March 2015…How did I get involved with teaching some of Healthy NewsWorks’ student journalists?
I started out as an interview subject for one of program’s student newspapers. At the time, I was a health reporter with WHYY Radio, Philadelphia’s NPR affiliate. (I’m now an education reporter.) A group of third grade student reporters toured the station and spoke with some of the staff about working in journalism.
Some students were shy, speaking quietly with their heads bowed. Others shot up when it was their turn to ask a question, spoke confidently, and made eye contact. First, they asked me about the qualities every reporter needed. I told them, “Curiosity, integrity, and the ability to be a good listener.”
They dutifully wrote down my answer before moving on to the next question. At the end of the interview, they thanked me for my time and I left the room feeling hopeful. A few months later, an opportunity to work as an adjunct faculty member with Healthy NewsWorks arose and I jumped on it. Once a week I go to a fifth grade classroom and teach the students how to report on topics such as how salt impacts health and the importance of kindness.
Teaching these students is deeply gratifying. Students are inundated each day with material they are required to study. Journalism is inquiry-based and frees students’ minds to follow their own questions. I have gotten to see how small exercises in reporter’s etiquette and asking follow-up questions have stoked fires of curiosity in some students.
Even so, some of my teaching days can be difficult. The students sometimes are distracted, or something may have happened earlier in the day that still resonates in the classroom. Yet every class is a new event, and I am constantly surprised by what the students bring to the table.
I count it a privilege to spend time in classrooms and see the students’ ideas develop while they acquire a body of work with their names on it. Every time a new issue of the newspaper is published, they are excited to see whose illustrations made it in, and they are quick to point out errors during editing sessions.
Just as satisfying for me is the look on their faces when I bring up a journalism concept that they already know because they learned it from me. That’s one way I know it’s time to move on to the next lesson.

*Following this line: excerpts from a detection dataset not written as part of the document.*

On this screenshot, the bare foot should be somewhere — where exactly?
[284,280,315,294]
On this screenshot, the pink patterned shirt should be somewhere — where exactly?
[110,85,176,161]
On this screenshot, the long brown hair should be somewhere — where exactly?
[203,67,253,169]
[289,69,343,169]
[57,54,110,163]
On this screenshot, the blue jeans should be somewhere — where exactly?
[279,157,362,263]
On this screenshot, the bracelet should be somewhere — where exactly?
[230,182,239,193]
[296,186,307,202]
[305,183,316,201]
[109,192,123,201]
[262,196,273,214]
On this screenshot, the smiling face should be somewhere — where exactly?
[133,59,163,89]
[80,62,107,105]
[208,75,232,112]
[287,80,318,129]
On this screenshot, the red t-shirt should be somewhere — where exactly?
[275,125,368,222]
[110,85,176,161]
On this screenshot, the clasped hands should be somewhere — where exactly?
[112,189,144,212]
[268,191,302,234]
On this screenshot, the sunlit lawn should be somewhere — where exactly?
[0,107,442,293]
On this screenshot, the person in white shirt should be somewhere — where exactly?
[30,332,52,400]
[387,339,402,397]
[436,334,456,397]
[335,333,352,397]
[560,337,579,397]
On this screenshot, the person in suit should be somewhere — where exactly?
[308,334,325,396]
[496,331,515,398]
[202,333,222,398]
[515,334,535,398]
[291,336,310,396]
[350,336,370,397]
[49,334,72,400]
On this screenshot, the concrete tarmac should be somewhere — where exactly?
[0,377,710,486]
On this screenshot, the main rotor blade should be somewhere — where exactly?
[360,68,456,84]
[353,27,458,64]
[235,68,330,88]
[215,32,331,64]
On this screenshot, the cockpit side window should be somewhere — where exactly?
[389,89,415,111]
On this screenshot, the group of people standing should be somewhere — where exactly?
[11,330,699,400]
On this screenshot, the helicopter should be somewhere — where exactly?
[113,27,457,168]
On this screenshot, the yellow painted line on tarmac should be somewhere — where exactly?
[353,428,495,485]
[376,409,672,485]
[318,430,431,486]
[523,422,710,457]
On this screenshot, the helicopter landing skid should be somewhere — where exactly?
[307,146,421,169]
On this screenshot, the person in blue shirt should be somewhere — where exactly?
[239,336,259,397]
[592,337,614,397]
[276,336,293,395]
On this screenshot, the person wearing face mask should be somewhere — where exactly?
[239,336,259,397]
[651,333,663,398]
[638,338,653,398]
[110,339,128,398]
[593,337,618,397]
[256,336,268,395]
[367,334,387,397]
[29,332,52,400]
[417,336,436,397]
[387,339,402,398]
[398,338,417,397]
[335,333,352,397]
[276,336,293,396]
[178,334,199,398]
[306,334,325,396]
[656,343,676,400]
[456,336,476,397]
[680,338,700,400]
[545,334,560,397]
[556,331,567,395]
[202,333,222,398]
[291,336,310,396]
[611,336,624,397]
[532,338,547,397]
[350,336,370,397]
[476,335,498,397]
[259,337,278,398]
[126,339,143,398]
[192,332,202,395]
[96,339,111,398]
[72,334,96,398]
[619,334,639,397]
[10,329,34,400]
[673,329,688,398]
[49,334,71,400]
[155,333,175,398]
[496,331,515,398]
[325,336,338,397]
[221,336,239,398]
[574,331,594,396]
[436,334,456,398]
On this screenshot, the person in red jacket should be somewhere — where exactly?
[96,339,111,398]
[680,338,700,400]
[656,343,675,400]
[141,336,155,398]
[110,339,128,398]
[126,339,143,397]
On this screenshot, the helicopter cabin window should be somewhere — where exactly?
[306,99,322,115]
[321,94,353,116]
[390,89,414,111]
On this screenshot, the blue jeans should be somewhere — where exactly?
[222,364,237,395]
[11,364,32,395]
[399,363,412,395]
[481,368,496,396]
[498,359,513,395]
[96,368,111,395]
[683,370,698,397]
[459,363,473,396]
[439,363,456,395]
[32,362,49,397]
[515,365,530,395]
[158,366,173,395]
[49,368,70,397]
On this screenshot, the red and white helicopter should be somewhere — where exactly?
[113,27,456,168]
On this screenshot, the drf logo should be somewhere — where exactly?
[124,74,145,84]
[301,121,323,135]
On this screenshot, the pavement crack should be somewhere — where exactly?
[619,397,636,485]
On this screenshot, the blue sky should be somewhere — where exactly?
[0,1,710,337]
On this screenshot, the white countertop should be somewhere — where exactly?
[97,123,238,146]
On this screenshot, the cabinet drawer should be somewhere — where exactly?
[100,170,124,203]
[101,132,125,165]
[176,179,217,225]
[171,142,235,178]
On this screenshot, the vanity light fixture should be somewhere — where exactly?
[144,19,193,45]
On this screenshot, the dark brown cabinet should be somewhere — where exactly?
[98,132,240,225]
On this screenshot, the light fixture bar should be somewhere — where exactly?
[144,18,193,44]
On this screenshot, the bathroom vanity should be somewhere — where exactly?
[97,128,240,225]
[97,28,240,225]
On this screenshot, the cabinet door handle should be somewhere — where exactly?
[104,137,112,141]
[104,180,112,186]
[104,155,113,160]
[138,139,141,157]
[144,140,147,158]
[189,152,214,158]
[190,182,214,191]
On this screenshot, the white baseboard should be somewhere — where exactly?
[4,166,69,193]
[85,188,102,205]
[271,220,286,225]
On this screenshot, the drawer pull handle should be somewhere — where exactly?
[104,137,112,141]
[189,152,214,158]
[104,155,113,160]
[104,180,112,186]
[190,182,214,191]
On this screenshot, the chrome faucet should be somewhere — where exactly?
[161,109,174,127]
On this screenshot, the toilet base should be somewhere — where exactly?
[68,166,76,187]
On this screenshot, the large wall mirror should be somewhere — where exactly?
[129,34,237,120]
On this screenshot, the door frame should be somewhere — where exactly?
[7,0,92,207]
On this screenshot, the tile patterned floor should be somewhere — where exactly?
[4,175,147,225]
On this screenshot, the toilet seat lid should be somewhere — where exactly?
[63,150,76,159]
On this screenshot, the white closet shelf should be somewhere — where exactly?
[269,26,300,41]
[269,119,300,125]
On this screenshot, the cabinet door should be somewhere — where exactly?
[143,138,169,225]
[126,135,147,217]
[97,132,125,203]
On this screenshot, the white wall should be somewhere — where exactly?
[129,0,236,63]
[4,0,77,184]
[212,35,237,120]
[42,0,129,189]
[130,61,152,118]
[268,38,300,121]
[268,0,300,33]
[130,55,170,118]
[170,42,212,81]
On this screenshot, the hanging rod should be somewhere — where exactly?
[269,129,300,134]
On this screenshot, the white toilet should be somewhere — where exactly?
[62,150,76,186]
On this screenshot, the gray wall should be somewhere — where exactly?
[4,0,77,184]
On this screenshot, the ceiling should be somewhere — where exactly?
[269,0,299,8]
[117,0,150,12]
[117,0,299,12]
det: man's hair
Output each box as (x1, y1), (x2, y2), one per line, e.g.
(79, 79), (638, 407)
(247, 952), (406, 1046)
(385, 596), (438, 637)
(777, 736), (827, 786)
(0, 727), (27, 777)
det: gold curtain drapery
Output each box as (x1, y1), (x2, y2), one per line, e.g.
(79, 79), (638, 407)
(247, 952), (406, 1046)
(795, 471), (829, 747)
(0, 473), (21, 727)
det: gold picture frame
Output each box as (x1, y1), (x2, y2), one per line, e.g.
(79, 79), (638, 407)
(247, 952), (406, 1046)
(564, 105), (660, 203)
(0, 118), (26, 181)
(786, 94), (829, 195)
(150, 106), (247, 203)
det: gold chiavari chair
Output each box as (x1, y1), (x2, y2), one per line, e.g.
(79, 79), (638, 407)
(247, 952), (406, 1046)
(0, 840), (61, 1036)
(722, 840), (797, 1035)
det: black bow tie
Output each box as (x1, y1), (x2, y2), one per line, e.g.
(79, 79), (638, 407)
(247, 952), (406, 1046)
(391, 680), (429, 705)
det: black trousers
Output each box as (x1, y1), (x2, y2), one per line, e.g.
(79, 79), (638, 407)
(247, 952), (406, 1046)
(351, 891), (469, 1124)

When I worked in policy in a previous job, I often heard colleagues lament not being better writers. Reinforcing writing instruction early and often can only help students, no matter what their professional ambitions.
As an instructor, I have learned about myself, too. Breaking down journalism to its simplest concepts and explaining those concepts has helped reinforce what is important about my work, whether on the radio or in the classroom. I also am reminded why it’s important to make the development of future journalists as far-reaching as possible. The tools of asking questions, fact-checking, and holding institutions accountable should be available to everyone, no matter what their background.
That’s why I work for Healthy NewsWorks.